The 5 Primary Tastes

  • Sweet:
      - Description: Usually caused by sugar and derivatives such as fructose or lactose.
      - Association: Generally linked with carbohydrates and high-calorie foods.
      - Other Substances: Can also be activated by protein building blocks like amino acids and alcohols in fruit juices or drinks.

  • Sour:
      - Description: Generally associated with acidic solutions, like lemon juice or organic acids.
      - Mechanism: Taste sensation caused by hydrogen ions (H+) released from acid dissolved in a watery solution.

  • Salty:
      - Description: Primarily associated with food containing table salt (sodium chloride).
      - Chemical Basis: Salt crystals consist of sodium and chloride; other salts like potassium or magnesium ions can also cause saltiness.

  • Bitter:
      - Description: Resultant of many different substances; bitter taste presents an evolutionary context where recognition of poisonous plants was crucial.
      - Substances: Includes spoiled foods and alkaloids such as nicotine, caffeine, quinine, and morphine, as well as basic solutions.

  • Umami (Meaty):
      - Description: Elicits a taste reminiscent of meat broth, often caused by glutamic acid or aspartic acid.
      - Origins: Amino acids found in many proteins in food, present in ripe tomatoes, meat, and cheese.

Taste Transmission

  • Cranial Nerves Involved:
      - CN VII (Facial Nerve): Innervates the anterior 2/3 of the tongue.
      - CN IX (Glossopharyngeal Nerve): Innervates the posterior 1/3 of the tongue.
      - CN X (Vagus Nerve): Taste buds on the epiglottis, palate, and pharynx.

Olfaction (Smell)

  • Olfactory System:
      - Olfactory Mucosa: Located in the roof of the nasal cavity, responsible for odor detection; covers the superior concha, cribriform plate, and nasal septum.
      - Contains 10 to 20 million olfactory cells (neurons) along with support cells and basal stem cells.
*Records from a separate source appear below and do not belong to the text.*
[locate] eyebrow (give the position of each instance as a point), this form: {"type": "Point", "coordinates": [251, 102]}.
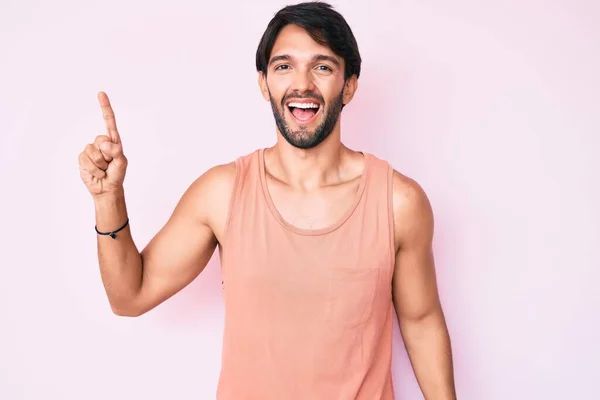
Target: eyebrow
{"type": "Point", "coordinates": [317, 57]}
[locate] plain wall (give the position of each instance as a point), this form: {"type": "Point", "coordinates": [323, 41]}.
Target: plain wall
{"type": "Point", "coordinates": [493, 107]}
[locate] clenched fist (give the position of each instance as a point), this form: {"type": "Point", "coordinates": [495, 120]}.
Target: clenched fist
{"type": "Point", "coordinates": [102, 164]}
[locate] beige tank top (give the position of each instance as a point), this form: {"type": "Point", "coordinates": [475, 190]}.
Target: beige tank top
{"type": "Point", "coordinates": [308, 313]}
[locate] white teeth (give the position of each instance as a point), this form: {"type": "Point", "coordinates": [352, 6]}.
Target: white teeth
{"type": "Point", "coordinates": [303, 105]}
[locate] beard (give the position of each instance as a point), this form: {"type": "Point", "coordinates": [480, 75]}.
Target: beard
{"type": "Point", "coordinates": [304, 138]}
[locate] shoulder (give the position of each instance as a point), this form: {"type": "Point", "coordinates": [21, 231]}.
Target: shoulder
{"type": "Point", "coordinates": [412, 212]}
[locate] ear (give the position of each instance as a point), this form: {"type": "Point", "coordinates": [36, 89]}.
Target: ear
{"type": "Point", "coordinates": [262, 84]}
{"type": "Point", "coordinates": [350, 87]}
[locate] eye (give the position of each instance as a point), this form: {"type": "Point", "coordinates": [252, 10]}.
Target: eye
{"type": "Point", "coordinates": [324, 68]}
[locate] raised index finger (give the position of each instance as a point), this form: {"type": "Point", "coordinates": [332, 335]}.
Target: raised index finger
{"type": "Point", "coordinates": [109, 118]}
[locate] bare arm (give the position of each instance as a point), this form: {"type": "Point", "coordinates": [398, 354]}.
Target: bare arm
{"type": "Point", "coordinates": [416, 299]}
{"type": "Point", "coordinates": [137, 282]}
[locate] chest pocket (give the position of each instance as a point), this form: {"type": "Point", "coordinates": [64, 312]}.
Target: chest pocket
{"type": "Point", "coordinates": [350, 296]}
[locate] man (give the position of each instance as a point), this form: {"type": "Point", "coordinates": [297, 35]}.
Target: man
{"type": "Point", "coordinates": [319, 243]}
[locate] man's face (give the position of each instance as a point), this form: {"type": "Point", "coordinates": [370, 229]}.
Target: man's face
{"type": "Point", "coordinates": [305, 86]}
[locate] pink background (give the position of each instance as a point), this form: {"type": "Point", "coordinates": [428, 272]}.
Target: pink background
{"type": "Point", "coordinates": [492, 106]}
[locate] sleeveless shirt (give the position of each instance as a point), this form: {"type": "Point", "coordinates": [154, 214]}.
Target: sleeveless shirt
{"type": "Point", "coordinates": [308, 313]}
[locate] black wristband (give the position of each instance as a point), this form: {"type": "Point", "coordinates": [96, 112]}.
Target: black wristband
{"type": "Point", "coordinates": [113, 233]}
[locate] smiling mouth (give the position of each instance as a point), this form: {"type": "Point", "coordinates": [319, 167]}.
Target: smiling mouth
{"type": "Point", "coordinates": [303, 112]}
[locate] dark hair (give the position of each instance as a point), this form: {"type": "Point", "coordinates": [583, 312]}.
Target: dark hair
{"type": "Point", "coordinates": [325, 25]}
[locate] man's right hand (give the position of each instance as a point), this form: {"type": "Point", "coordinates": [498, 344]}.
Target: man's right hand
{"type": "Point", "coordinates": [102, 164]}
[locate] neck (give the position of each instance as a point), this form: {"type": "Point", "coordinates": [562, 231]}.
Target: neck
{"type": "Point", "coordinates": [307, 169]}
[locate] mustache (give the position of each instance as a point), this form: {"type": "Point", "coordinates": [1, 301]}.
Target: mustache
{"type": "Point", "coordinates": [307, 95]}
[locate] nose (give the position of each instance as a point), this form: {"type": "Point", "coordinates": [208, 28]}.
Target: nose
{"type": "Point", "coordinates": [302, 81]}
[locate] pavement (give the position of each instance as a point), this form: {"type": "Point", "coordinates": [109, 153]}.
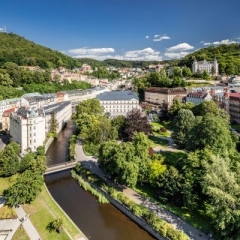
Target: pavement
{"type": "Point", "coordinates": [8, 227]}
{"type": "Point", "coordinates": [90, 162]}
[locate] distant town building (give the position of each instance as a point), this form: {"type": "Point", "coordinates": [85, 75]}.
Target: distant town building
{"type": "Point", "coordinates": [6, 119]}
{"type": "Point", "coordinates": [29, 125]}
{"type": "Point", "coordinates": [27, 128]}
{"type": "Point", "coordinates": [198, 97]}
{"type": "Point", "coordinates": [209, 66]}
{"type": "Point", "coordinates": [117, 103]}
{"type": "Point", "coordinates": [159, 96]}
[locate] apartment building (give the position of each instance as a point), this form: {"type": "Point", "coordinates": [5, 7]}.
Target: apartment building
{"type": "Point", "coordinates": [198, 97]}
{"type": "Point", "coordinates": [30, 125]}
{"type": "Point", "coordinates": [159, 96]}
{"type": "Point", "coordinates": [117, 103]}
{"type": "Point", "coordinates": [210, 66]}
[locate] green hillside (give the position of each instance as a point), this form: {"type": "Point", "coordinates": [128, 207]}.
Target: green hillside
{"type": "Point", "coordinates": [17, 49]}
{"type": "Point", "coordinates": [228, 57]}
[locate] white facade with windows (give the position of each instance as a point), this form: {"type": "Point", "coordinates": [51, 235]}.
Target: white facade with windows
{"type": "Point", "coordinates": [201, 66]}
{"type": "Point", "coordinates": [117, 103]}
{"type": "Point", "coordinates": [27, 128]}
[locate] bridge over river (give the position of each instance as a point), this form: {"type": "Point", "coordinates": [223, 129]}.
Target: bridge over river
{"type": "Point", "coordinates": [60, 167]}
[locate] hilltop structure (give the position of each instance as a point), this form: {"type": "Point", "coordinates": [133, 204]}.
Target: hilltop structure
{"type": "Point", "coordinates": [201, 66]}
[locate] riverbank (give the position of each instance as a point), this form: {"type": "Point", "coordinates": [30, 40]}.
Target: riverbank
{"type": "Point", "coordinates": [44, 207]}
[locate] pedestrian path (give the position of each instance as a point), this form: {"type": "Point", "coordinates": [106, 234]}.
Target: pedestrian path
{"type": "Point", "coordinates": [27, 224]}
{"type": "Point", "coordinates": [91, 163]}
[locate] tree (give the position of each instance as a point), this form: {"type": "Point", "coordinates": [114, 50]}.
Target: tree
{"type": "Point", "coordinates": [170, 186]}
{"type": "Point", "coordinates": [53, 123]}
{"type": "Point", "coordinates": [223, 189]}
{"type": "Point", "coordinates": [186, 72]}
{"type": "Point", "coordinates": [156, 168]}
{"type": "Point", "coordinates": [212, 132]}
{"type": "Point", "coordinates": [9, 161]}
{"type": "Point", "coordinates": [182, 124]}
{"type": "Point", "coordinates": [90, 107]}
{"type": "Point", "coordinates": [135, 122]}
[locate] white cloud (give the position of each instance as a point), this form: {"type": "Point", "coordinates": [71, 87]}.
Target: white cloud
{"type": "Point", "coordinates": [180, 47]}
{"type": "Point", "coordinates": [89, 51]}
{"type": "Point", "coordinates": [176, 54]}
{"type": "Point", "coordinates": [158, 39]}
{"type": "Point", "coordinates": [106, 53]}
{"type": "Point", "coordinates": [226, 41]}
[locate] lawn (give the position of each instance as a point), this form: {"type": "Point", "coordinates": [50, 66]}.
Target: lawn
{"type": "Point", "coordinates": [194, 218]}
{"type": "Point", "coordinates": [44, 210]}
{"type": "Point", "coordinates": [7, 213]}
{"type": "Point", "coordinates": [156, 127]}
{"type": "Point", "coordinates": [158, 141]}
{"type": "Point", "coordinates": [20, 234]}
{"type": "Point", "coordinates": [235, 126]}
{"type": "Point", "coordinates": [6, 183]}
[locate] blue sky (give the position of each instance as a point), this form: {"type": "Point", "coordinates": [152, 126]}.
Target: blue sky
{"type": "Point", "coordinates": [124, 29]}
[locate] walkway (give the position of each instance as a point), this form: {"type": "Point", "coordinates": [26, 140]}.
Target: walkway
{"type": "Point", "coordinates": [8, 227]}
{"type": "Point", "coordinates": [91, 163]}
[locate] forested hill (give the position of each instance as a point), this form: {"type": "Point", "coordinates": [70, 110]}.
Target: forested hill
{"type": "Point", "coordinates": [228, 57]}
{"type": "Point", "coordinates": [17, 49]}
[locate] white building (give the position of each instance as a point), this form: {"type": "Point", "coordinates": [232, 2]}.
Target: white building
{"type": "Point", "coordinates": [63, 113]}
{"type": "Point", "coordinates": [29, 126]}
{"type": "Point", "coordinates": [117, 103]}
{"type": "Point", "coordinates": [210, 67]}
{"type": "Point", "coordinates": [198, 97]}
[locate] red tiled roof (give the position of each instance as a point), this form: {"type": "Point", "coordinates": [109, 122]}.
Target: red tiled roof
{"type": "Point", "coordinates": [7, 112]}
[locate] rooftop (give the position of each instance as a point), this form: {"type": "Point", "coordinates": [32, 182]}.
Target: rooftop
{"type": "Point", "coordinates": [117, 95]}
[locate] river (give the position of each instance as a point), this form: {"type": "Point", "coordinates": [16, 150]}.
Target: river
{"type": "Point", "coordinates": [97, 221]}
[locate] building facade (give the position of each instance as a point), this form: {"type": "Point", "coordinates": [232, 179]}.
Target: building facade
{"type": "Point", "coordinates": [118, 103]}
{"type": "Point", "coordinates": [27, 128]}
{"type": "Point", "coordinates": [209, 66]}
{"type": "Point", "coordinates": [198, 97]}
{"type": "Point", "coordinates": [163, 95]}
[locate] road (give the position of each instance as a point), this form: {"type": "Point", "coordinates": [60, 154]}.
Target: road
{"type": "Point", "coordinates": [90, 162]}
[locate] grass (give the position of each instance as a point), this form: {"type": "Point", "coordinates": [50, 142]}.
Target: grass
{"type": "Point", "coordinates": [6, 183]}
{"type": "Point", "coordinates": [195, 218]}
{"type": "Point", "coordinates": [173, 158]}
{"type": "Point", "coordinates": [156, 130]}
{"type": "Point", "coordinates": [158, 141]}
{"type": "Point", "coordinates": [44, 210]}
{"type": "Point", "coordinates": [20, 234]}
{"type": "Point", "coordinates": [235, 126]}
{"type": "Point", "coordinates": [7, 213]}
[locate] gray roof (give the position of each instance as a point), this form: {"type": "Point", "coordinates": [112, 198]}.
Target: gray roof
{"type": "Point", "coordinates": [117, 95]}
{"type": "Point", "coordinates": [55, 107]}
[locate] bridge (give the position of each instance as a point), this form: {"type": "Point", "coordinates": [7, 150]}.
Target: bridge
{"type": "Point", "coordinates": [60, 167]}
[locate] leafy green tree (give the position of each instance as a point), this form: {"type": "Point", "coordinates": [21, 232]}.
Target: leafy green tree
{"type": "Point", "coordinates": [156, 168]}
{"type": "Point", "coordinates": [170, 186]}
{"type": "Point", "coordinates": [186, 72]}
{"type": "Point", "coordinates": [223, 189]}
{"type": "Point", "coordinates": [135, 122]}
{"type": "Point", "coordinates": [9, 161]}
{"type": "Point", "coordinates": [90, 107]}
{"type": "Point", "coordinates": [182, 124]}
{"type": "Point", "coordinates": [212, 132]}
{"type": "Point", "coordinates": [53, 123]}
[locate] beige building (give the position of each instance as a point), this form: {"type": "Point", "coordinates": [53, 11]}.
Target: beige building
{"type": "Point", "coordinates": [163, 95]}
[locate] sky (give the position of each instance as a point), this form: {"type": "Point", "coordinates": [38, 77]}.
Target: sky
{"type": "Point", "coordinates": [124, 29]}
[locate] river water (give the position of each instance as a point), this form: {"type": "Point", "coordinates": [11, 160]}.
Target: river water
{"type": "Point", "coordinates": [97, 221]}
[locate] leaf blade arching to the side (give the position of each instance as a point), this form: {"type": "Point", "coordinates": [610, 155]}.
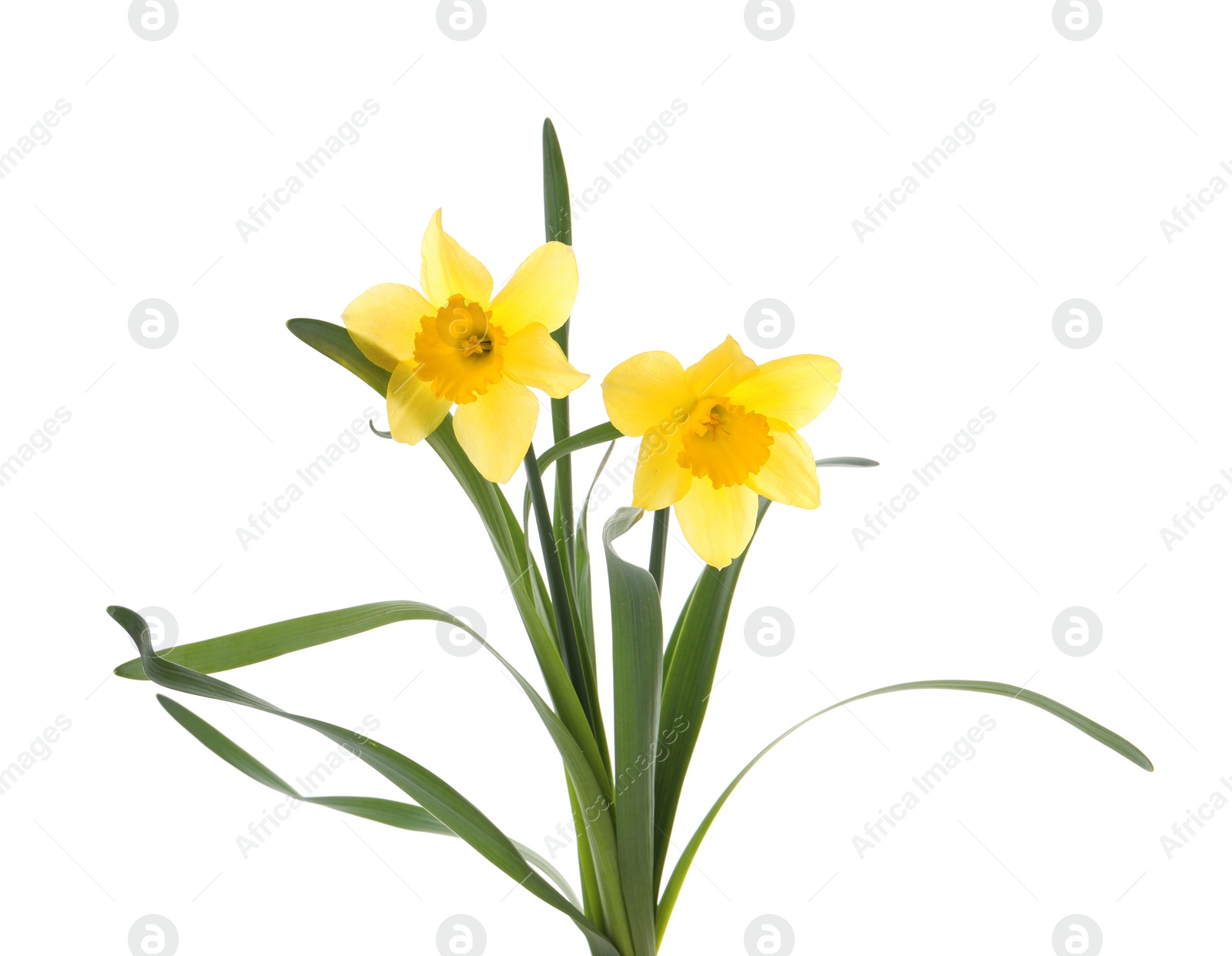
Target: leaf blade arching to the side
{"type": "Point", "coordinates": [1098, 732]}
{"type": "Point", "coordinates": [521, 573]}
{"type": "Point", "coordinates": [429, 791]}
{"type": "Point", "coordinates": [379, 810]}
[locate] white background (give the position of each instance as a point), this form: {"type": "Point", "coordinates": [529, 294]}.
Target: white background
{"type": "Point", "coordinates": [944, 311]}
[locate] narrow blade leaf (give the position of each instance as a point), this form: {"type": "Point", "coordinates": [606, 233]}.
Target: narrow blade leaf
{"type": "Point", "coordinates": [1110, 740]}
{"type": "Point", "coordinates": [638, 660]}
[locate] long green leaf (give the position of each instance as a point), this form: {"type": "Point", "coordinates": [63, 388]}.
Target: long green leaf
{"type": "Point", "coordinates": [688, 679]}
{"type": "Point", "coordinates": [638, 660]}
{"type": "Point", "coordinates": [558, 227]}
{"type": "Point", "coordinates": [428, 790]}
{"type": "Point", "coordinates": [286, 637]}
{"type": "Point", "coordinates": [390, 812]}
{"type": "Point", "coordinates": [689, 663]}
{"type": "Point", "coordinates": [1110, 740]}
{"type": "Point", "coordinates": [498, 519]}
{"type": "Point", "coordinates": [582, 562]}
{"type": "Point", "coordinates": [594, 435]}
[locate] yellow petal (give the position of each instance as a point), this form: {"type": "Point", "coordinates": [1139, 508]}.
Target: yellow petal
{"type": "Point", "coordinates": [450, 270]}
{"type": "Point", "coordinates": [496, 429]}
{"type": "Point", "coordinates": [414, 410]}
{"type": "Point", "coordinates": [534, 359]}
{"type": "Point", "coordinates": [796, 389]}
{"type": "Point", "coordinates": [720, 369]}
{"type": "Point", "coordinates": [790, 476]}
{"type": "Point", "coordinates": [383, 322]}
{"type": "Point", "coordinates": [647, 393]}
{"type": "Point", "coordinates": [659, 480]}
{"type": "Point", "coordinates": [718, 523]}
{"type": "Point", "coordinates": [542, 289]}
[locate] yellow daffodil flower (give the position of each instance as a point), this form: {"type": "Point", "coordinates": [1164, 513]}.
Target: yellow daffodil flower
{"type": "Point", "coordinates": [457, 344]}
{"type": "Point", "coordinates": [718, 434]}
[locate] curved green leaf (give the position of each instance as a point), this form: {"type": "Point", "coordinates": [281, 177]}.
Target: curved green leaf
{"type": "Point", "coordinates": [597, 435]}
{"type": "Point", "coordinates": [390, 812]}
{"type": "Point", "coordinates": [425, 787]}
{"type": "Point", "coordinates": [688, 678]}
{"type": "Point", "coordinates": [336, 343]}
{"type": "Point", "coordinates": [638, 660]}
{"type": "Point", "coordinates": [521, 573]}
{"type": "Point", "coordinates": [1110, 740]}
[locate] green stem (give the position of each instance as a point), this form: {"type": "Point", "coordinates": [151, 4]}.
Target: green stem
{"type": "Point", "coordinates": [659, 546]}
{"type": "Point", "coordinates": [556, 584]}
{"type": "Point", "coordinates": [558, 228]}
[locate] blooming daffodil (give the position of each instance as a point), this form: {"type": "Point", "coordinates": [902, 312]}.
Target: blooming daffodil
{"type": "Point", "coordinates": [457, 344]}
{"type": "Point", "coordinates": [718, 434]}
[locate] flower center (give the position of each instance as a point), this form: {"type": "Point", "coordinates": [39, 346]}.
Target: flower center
{"type": "Point", "coordinates": [725, 443]}
{"type": "Point", "coordinates": [460, 351]}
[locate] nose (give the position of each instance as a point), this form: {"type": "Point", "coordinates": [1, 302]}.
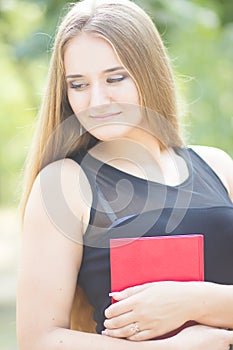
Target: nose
{"type": "Point", "coordinates": [99, 97]}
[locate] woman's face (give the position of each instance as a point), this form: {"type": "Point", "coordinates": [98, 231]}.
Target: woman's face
{"type": "Point", "coordinates": [101, 92]}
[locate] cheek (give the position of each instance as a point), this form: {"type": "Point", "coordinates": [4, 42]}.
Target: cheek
{"type": "Point", "coordinates": [78, 101]}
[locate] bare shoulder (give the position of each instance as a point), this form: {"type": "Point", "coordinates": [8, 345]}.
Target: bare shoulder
{"type": "Point", "coordinates": [220, 162]}
{"type": "Point", "coordinates": [64, 190]}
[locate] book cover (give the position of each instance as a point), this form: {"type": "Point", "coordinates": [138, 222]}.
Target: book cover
{"type": "Point", "coordinates": [150, 259]}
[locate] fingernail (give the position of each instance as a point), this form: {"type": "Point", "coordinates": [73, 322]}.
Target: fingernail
{"type": "Point", "coordinates": [105, 332]}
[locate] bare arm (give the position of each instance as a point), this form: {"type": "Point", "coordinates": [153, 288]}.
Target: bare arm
{"type": "Point", "coordinates": [50, 262]}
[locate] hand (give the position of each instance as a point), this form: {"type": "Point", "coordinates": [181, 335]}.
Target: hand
{"type": "Point", "coordinates": [152, 309]}
{"type": "Point", "coordinates": [202, 338]}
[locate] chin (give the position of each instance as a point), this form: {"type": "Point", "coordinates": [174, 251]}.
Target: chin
{"type": "Point", "coordinates": [111, 132]}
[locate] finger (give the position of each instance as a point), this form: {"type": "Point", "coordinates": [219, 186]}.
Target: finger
{"type": "Point", "coordinates": [119, 321]}
{"type": "Point", "coordinates": [230, 336]}
{"type": "Point", "coordinates": [128, 292]}
{"type": "Point", "coordinates": [118, 309]}
{"type": "Point", "coordinates": [124, 332]}
{"type": "Point", "coordinates": [142, 335]}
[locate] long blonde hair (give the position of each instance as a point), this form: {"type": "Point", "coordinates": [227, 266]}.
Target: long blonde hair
{"type": "Point", "coordinates": [139, 47]}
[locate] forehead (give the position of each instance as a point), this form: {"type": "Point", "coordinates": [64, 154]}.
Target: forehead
{"type": "Point", "coordinates": [89, 54]}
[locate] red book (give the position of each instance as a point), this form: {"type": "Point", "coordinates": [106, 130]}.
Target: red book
{"type": "Point", "coordinates": [136, 261]}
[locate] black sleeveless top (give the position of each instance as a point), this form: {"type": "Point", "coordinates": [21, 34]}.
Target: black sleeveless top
{"type": "Point", "coordinates": [128, 206]}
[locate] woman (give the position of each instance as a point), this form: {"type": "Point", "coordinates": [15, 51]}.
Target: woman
{"type": "Point", "coordinates": [108, 156]}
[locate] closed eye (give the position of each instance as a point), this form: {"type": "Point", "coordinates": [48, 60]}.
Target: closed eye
{"type": "Point", "coordinates": [116, 78]}
{"type": "Point", "coordinates": [78, 86]}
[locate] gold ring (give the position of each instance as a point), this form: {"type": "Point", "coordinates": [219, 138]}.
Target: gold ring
{"type": "Point", "coordinates": [134, 328]}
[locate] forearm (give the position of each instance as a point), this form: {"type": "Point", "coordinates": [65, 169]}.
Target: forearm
{"type": "Point", "coordinates": [214, 304]}
{"type": "Point", "coordinates": [65, 339]}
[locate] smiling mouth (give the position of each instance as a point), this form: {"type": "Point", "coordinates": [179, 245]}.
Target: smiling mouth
{"type": "Point", "coordinates": [105, 117]}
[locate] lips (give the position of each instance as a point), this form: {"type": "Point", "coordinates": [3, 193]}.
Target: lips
{"type": "Point", "coordinates": [106, 116]}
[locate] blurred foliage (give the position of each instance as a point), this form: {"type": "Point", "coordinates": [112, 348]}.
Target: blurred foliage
{"type": "Point", "coordinates": [198, 35]}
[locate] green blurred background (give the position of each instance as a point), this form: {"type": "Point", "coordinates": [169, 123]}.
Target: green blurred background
{"type": "Point", "coordinates": [199, 38]}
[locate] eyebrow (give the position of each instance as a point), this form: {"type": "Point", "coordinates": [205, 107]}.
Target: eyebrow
{"type": "Point", "coordinates": [110, 70]}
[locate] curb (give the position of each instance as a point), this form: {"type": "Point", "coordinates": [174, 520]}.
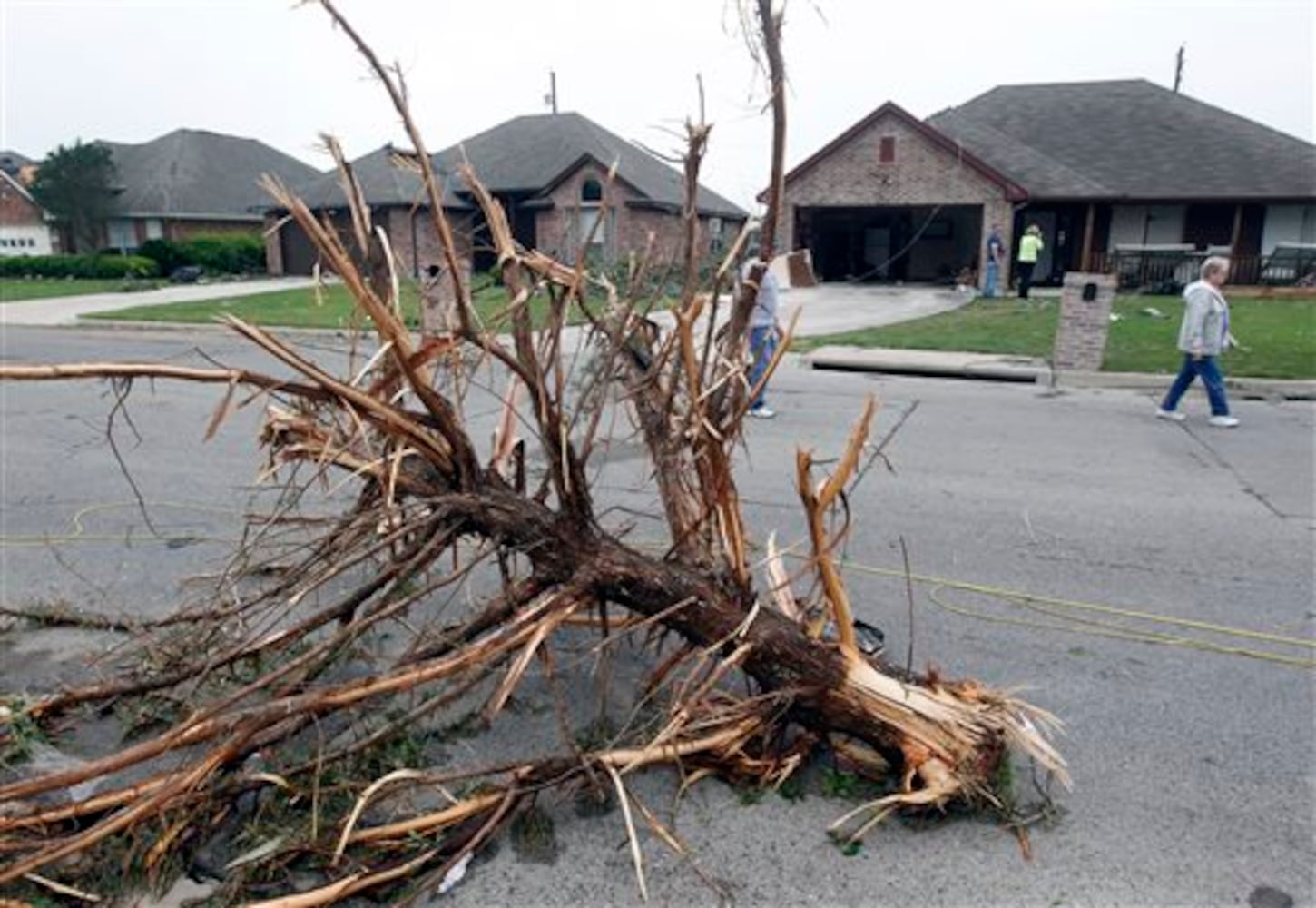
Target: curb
{"type": "Point", "coordinates": [993, 368]}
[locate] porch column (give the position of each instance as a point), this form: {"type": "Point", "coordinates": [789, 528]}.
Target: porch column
{"type": "Point", "coordinates": [1085, 261]}
{"type": "Point", "coordinates": [1233, 240]}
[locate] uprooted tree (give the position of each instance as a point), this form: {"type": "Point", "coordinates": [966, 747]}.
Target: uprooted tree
{"type": "Point", "coordinates": [254, 676]}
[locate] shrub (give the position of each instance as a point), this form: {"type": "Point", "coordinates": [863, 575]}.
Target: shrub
{"type": "Point", "coordinates": [167, 255]}
{"type": "Point", "coordinates": [236, 252]}
{"type": "Point", "coordinates": [227, 252]}
{"type": "Point", "coordinates": [78, 266]}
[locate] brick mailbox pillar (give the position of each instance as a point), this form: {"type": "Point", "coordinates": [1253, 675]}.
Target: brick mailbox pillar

Structure of Olfactory Cells

  • Shape: Cells resemble a bowling pin with the widest part being the neurosoma. The neck and head are modified dendrites containing 10-20 cilia (olfactory hairs).

  • Basal end: Tapers to become an axon.
      - Axons collect into fascicles of CN I, passing through the cribriform plate (cribriform foramina).

  • Lifespan: Olfactory cells have a limited life of 60 days; they are replaceable as basal cells divide into new olfactory cells.

Sensitivity of Smell

  • Comparison: Human sense of smell is less sensitive than that of many animals but more sensitive than the sense of taste.

  • Gender Differences: Women typically have a heightened sensitivity to odors compared to men.

  • Distinguishing Odors: Humans can distinguish between 2000 to 4000 different odors, with some individuals identifying up to 10,000.

Odor Detection Mechanism

  • Process: Odorant molecules must bind to receptors on olfactory hairs. This triggers action potentials through a sequence of steps leading to brain signal transmission.

  • Alternative Pathway: Some odorants activate nociceptors of CN V, causing discomfort (e.g., ammonia, menthol, chlorine, capsaicin).

Olfactory Processing

  • Synapses: Occur in structures called glomeruli, each specialized for particular odors.

  • Information Processing: Signals travel from glomeruli to the olfactory bulbs and then along olfactory tracts (CN I) to the primary olfactory cortex located in the temporal lobe.
      - Further Transmission: Signals proceed to the insula and orbitofrontal cortex for identification and discrimination of odors.
      - Integration: The orbitofrontal cortex also integrates taste and smell into flavor perception.

  • Memory Activation: Produced signals also reach the hippocampus, amygdala, and hypothalamus, explaining why smells can significantly trigger memories.